I would be surprised if this is the case. Neural scaling laws are well known and are used by all big industry players to extrapolate experiments.

dmarchand90 920 days ago

Are they really "laws" my impression is its all just a bunch of empirical trends.

We cannot know truly how these parameters interact at large scale and also how they interact with each other.
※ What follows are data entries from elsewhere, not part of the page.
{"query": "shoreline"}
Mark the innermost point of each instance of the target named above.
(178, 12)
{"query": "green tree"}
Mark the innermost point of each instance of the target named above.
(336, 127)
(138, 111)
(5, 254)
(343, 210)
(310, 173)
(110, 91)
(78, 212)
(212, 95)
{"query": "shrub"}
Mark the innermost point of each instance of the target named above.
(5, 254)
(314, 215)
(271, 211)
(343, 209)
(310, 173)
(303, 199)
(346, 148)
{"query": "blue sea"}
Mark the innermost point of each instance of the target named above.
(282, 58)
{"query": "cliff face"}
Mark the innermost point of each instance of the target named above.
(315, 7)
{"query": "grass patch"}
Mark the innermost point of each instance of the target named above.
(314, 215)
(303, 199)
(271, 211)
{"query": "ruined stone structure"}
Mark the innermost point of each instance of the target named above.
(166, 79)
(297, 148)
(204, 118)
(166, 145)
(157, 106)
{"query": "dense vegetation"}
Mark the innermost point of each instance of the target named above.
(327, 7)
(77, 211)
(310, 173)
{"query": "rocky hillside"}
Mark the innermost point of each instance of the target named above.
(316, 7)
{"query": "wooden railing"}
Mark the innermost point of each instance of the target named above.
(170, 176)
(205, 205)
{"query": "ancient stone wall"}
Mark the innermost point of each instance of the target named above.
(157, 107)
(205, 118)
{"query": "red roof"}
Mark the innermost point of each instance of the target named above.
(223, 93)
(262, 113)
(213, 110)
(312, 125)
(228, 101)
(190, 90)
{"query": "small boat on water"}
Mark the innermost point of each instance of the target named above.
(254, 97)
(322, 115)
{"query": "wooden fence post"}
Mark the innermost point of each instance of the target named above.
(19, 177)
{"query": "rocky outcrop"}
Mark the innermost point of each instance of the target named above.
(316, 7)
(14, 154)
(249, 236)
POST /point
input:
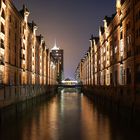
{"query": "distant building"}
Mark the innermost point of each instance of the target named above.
(57, 54)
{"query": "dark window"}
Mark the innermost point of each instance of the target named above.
(138, 74)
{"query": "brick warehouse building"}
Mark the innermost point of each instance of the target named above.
(111, 66)
(26, 67)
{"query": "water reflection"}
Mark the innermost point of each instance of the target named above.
(68, 116)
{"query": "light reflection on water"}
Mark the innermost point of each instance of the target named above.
(68, 116)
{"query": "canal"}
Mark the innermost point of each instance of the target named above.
(69, 115)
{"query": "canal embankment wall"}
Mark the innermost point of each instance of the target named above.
(117, 100)
(18, 100)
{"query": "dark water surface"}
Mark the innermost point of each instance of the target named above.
(68, 116)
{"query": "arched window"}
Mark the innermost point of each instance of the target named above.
(3, 1)
(2, 28)
(3, 14)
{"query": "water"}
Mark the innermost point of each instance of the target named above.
(68, 116)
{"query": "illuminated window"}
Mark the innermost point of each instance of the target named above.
(2, 43)
(2, 28)
(3, 14)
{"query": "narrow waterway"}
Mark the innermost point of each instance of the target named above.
(68, 116)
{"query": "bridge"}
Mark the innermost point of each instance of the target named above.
(70, 84)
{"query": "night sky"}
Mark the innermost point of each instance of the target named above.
(70, 23)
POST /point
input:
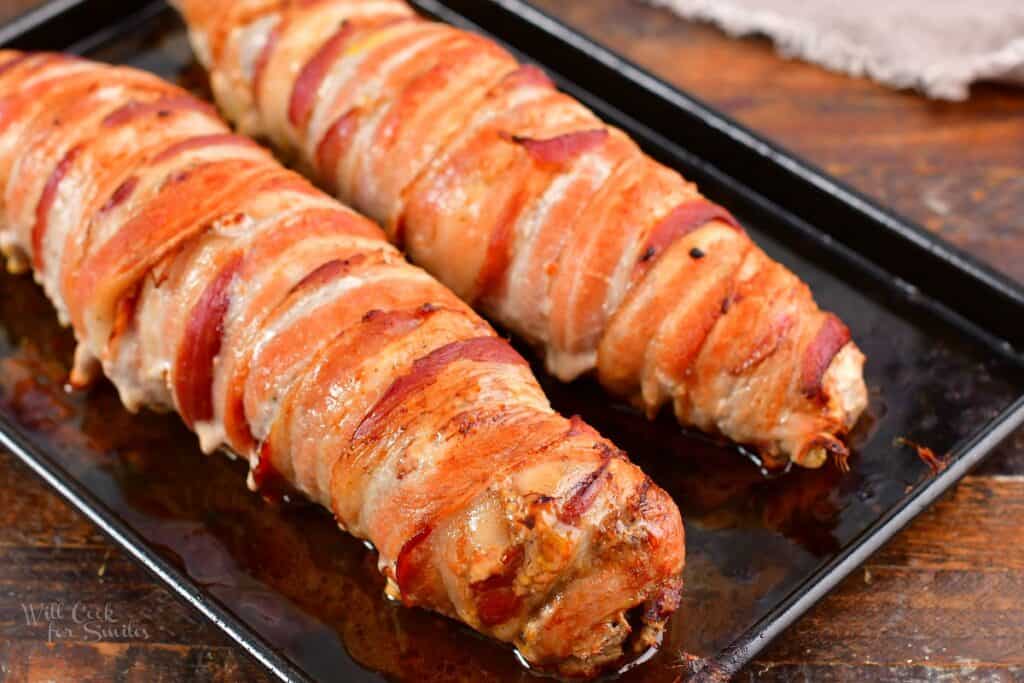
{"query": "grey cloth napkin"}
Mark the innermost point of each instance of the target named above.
(936, 46)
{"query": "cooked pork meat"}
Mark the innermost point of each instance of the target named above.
(529, 208)
(202, 276)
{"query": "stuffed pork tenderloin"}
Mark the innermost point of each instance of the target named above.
(203, 278)
(527, 206)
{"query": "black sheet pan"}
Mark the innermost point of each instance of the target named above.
(942, 334)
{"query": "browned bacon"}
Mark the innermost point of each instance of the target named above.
(546, 219)
(204, 276)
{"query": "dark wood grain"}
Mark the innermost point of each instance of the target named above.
(941, 602)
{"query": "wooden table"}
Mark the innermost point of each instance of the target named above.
(944, 601)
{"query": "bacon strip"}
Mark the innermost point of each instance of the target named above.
(46, 204)
(426, 370)
(684, 219)
(562, 148)
(201, 141)
(204, 332)
(211, 292)
(160, 108)
(832, 337)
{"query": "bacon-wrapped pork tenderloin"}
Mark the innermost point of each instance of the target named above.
(532, 210)
(204, 278)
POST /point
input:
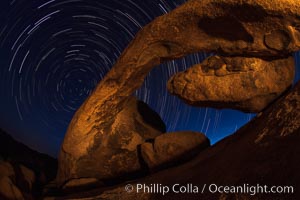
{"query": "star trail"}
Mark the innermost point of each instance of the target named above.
(54, 53)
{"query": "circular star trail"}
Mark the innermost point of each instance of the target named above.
(54, 53)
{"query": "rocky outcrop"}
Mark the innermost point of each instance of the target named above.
(174, 147)
(115, 152)
(247, 84)
(23, 171)
(263, 152)
(268, 29)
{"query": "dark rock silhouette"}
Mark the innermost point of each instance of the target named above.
(265, 151)
(170, 148)
(115, 153)
(23, 171)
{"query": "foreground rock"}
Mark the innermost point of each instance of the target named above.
(265, 152)
(175, 147)
(228, 27)
(246, 84)
(115, 152)
(23, 171)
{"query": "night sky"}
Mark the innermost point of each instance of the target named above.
(54, 52)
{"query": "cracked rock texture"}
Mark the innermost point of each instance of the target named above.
(173, 147)
(265, 151)
(246, 84)
(249, 28)
(115, 153)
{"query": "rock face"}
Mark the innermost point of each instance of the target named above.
(23, 171)
(247, 84)
(259, 28)
(265, 151)
(173, 147)
(115, 152)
Is it really the case that openai has data that Google doesn't?

porompompero 920 days ago

Sorry for my ignorance: why does each experiment cost millions?

Jensson 920 days ago

Because training a model costs millions, so each time you experiment with trying to create a new kind of model it costs millions.

bart_spoon 920 days ago

It’s the cost of compute hardware required to train a model of that size

summerlight 920 days ago

Beside the fact that Gemini pro is more comparable to GPT-3.5, one more interesting observation is that even OpenAI themselves was not able (or didn't intend) to deliver a significantly better model than GPT-4 almost over a year. And OpenAI does not seem to hide their own magical "AGI" behind the scene as they've been more focused on efficiency and engineering works reportedly, primarily driven by Sam, rather than developing a new model. I'm reasonably sure that the current transformer itself as an architecture is at its peak and most improvements will be mostly incremental.

dwaltrip 920 days ago

Note, Gemini Ultra, which they claim is competitive with or possibly even better than GPT-4, isn’t out yet. They have released a weaker model, Gemini Pro.

It will be interesting to see how capable Gemini Ultra actually is. For now we wait.

jazarwil 920 days ago

You cannot compare GPT 4 to Gemini Pro. They are different classes of models.